Reputation: 11
The question I'm trying to answer is as follows: "A box contains 15 red marbles and 5 blue marbles. 10 marbles are drawn without replacement. What is the chance at least 2 of them will be red?" What functions in R would help me solve this?
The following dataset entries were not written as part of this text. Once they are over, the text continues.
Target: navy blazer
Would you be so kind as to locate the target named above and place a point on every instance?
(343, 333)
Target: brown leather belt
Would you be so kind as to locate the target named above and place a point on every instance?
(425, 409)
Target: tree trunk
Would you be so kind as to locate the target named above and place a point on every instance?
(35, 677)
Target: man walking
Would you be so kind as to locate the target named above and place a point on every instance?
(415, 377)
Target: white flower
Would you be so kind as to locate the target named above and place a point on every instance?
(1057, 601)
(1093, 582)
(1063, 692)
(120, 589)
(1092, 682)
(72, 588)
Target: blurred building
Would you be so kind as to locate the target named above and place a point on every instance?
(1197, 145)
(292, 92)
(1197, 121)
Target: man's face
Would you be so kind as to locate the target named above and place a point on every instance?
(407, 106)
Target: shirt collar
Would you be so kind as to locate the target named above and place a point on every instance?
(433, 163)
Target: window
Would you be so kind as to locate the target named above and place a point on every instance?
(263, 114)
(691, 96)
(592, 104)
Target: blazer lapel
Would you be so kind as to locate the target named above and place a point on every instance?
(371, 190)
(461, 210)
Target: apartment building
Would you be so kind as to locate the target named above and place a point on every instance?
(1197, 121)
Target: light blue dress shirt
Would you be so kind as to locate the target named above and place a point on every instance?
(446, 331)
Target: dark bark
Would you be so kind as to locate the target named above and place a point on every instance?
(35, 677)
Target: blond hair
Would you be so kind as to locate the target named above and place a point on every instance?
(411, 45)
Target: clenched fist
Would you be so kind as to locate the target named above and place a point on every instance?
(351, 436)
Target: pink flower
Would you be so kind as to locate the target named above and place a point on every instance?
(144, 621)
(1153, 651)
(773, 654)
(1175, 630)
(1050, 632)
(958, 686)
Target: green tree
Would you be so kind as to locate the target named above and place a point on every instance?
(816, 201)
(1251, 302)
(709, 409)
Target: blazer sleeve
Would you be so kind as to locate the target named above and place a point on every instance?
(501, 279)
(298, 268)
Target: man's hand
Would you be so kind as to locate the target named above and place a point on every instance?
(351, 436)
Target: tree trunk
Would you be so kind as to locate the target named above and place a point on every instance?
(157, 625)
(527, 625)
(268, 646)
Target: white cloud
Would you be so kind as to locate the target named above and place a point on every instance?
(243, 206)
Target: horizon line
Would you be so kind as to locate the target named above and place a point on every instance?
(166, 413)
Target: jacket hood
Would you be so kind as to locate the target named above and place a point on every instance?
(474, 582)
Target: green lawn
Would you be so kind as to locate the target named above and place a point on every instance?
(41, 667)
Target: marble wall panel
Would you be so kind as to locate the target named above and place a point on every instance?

I don't need an answer to the question itself, rather a function in R that will help me solve it!
Upvotes: 0
Views: 315
Reputation: 3923
You don't have to simuate you can calculate exactly with a few r
functions.
library(DescTools)
# build a vector with the right marbles
marbles <- c(rep("Red", 15), rep("Blue", 5))
# Our denominator is the total possible ways we
# can draw ten marbles no replacement orde doesn't matter
# CombN from DescTools gives us that number
CombN(marbles, 10, repl = FALSE, ord = FALSE)
#> [1] 184756
# CombSet generates all the permutations
tail(CombSet(marbles, 10, repl = FALSE, ord = FALSE))
#> [,1] [,2] [,3] [,4] [,5] [,6] [,7] [,8] [,9] [,10]
#> [184751,] "Red" "Red" "Red" "Red" "Red" "Blue" "Blue" "Blue" "Blue" "Blue"
#> [184752,] "Red" "Red" "Red" "Red" "Red" "Blue" "Blue" "Blue" "Blue" "Blue"
#> [184753,] "Red" "Red" "Red" "Red" "Red" "Blue" "Blue" "Blue" "Blue" "Blue"
#> [184754,] "Red" "Red" "Red" "Red" "Red" "Blue" "Blue" "Blue" "Blue" "Blue"
#> [184755,] "Red" "Red" "Red" "Red" "Red" "Blue" "Blue" "Blue" "Blue" "Blue"
#> [184756,] "Red" "Red" "Red" "Red" "Red" "Blue" "Blue" "Blue" "Blue" "Blue"
# We'll put all those combinations in a matrix called x
x <- CombSet(marbles, 10)
# We can search for all rows that have "Red" at least twice
# with x[rowSums(x == "Red") >= 2, ]
tail(x[rowSums(x == "Red") >= 2, ])
#> [,1] [,2] [,3] [,4] [,5] [,6] [,7] [,8] [,9] [,10]
#> [184751,] "Red" "Red" "Red" "Red" "Red" "Blue" "Blue" "Blue" "Blue" "Blue"
#> [184752,] "Red" "Red" "Red" "Red" "Red" "Blue" "Blue" "Blue" "Blue" "Blue"
#> [184753,] "Red" "Red" "Red" "Red" "Red" "Blue" "Blue" "Blue" "Blue" "Blue"
#> [184754,] "Red" "Red" "Red" "Red" "Red" "Blue" "Blue" "Blue" "Blue" "Blue"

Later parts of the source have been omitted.